There is a lot to be said for putting smart, knowledgeable people on the enquiry lines for part of their day. They would minimise the time that it takes to deal with queries and also be better placed to make changes in an organisation where the level of customer enquiries merited this. 

The stupid phone choice systems and on-line help flowcharts need to go as I doubt they help anyone very much at all. Give everyone a phone number and an email address. Employ extra staff - there are plenty of people available - to answer those calls and make more senior staff time available to take calls referred to them. Get teams to check emails and pass them to the right people and make sure they're actually dealt with in a reasonable time. If things go crazy and there really are times when the phones go mad then have a system where people call you back. This is so much better than making us wait. And the music . . . what is that! No-one I have ever heard from has any desire whatsoever to listen to that 'holding music' which is nearly always of terrible quality and at an uncomfortable volume to boot. Mad. Don't tell us to consult a website. We're calling because we want to talk to someone. Let us talk to someone. And let that someone be human and intelligent, please.
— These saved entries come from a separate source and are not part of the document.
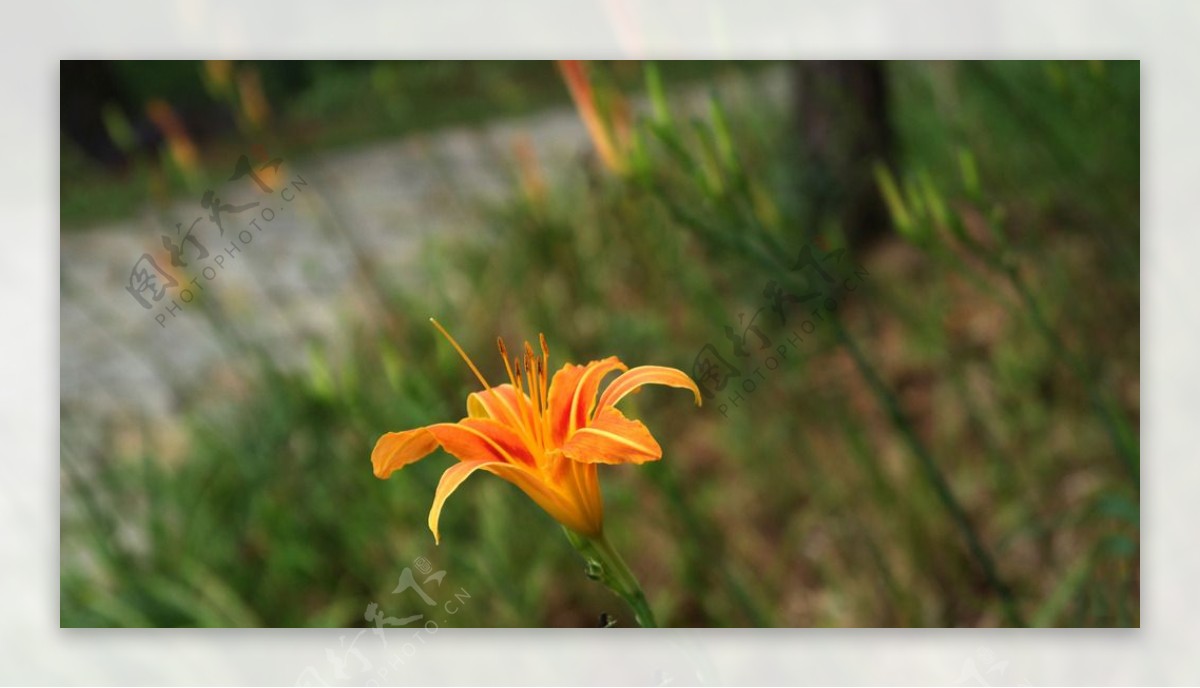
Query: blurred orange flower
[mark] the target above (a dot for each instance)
(544, 435)
(611, 138)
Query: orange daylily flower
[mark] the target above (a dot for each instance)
(544, 435)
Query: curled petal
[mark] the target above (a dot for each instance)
(570, 510)
(481, 440)
(633, 380)
(469, 440)
(395, 450)
(612, 438)
(573, 394)
(447, 485)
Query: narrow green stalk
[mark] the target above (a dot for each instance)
(935, 477)
(605, 564)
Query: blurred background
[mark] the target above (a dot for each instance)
(911, 291)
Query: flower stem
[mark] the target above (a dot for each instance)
(605, 564)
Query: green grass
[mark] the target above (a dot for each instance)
(954, 458)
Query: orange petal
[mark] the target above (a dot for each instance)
(573, 395)
(471, 440)
(562, 507)
(498, 404)
(447, 485)
(612, 438)
(395, 450)
(481, 440)
(633, 380)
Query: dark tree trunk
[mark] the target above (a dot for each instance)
(843, 126)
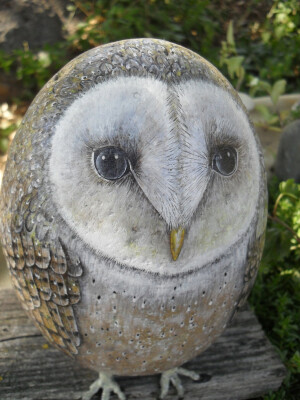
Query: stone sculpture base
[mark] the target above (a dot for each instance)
(242, 364)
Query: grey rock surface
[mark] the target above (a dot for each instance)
(36, 22)
(288, 158)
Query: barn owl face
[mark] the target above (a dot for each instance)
(135, 158)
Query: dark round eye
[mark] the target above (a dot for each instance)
(225, 160)
(111, 162)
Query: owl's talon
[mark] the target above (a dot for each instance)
(107, 384)
(172, 376)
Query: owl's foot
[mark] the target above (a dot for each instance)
(108, 386)
(171, 376)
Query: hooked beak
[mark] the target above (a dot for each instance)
(176, 242)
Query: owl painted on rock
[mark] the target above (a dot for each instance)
(133, 210)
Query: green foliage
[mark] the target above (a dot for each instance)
(276, 294)
(229, 57)
(193, 23)
(4, 137)
(33, 69)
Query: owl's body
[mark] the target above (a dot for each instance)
(90, 255)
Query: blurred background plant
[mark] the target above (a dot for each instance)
(256, 46)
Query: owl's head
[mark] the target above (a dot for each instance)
(155, 164)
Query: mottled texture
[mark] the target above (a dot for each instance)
(111, 316)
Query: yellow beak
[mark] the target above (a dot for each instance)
(176, 242)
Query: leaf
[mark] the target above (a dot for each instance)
(229, 35)
(234, 65)
(4, 133)
(271, 119)
(277, 90)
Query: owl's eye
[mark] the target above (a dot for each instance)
(224, 160)
(111, 162)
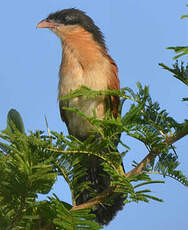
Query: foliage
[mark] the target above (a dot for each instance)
(31, 162)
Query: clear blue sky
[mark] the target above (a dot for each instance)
(137, 33)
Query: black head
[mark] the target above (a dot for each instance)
(77, 17)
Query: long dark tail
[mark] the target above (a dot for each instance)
(100, 181)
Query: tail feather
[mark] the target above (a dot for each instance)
(100, 181)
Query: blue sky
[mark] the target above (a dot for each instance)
(137, 33)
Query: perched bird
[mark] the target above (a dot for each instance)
(86, 62)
It this really too much to ask? The whole nation seems to have been totally conned and taken for a ride by idiot middle managers who think a program some organisation has flogged them to 'manage' calls will answer all their queries and ours too. I know of none, anywhere, that has been in any way a success.

Some organisations which have got it right are First Direct Bank, PayPal (once you find their number!) and UK2.Net domain management. The customer service from these three has been remarkably good in my experience. In every case I have had access to a comparatively senior, intelligent member of staff who gets what I need, understands what I say and knows what to do to respond and retain my business.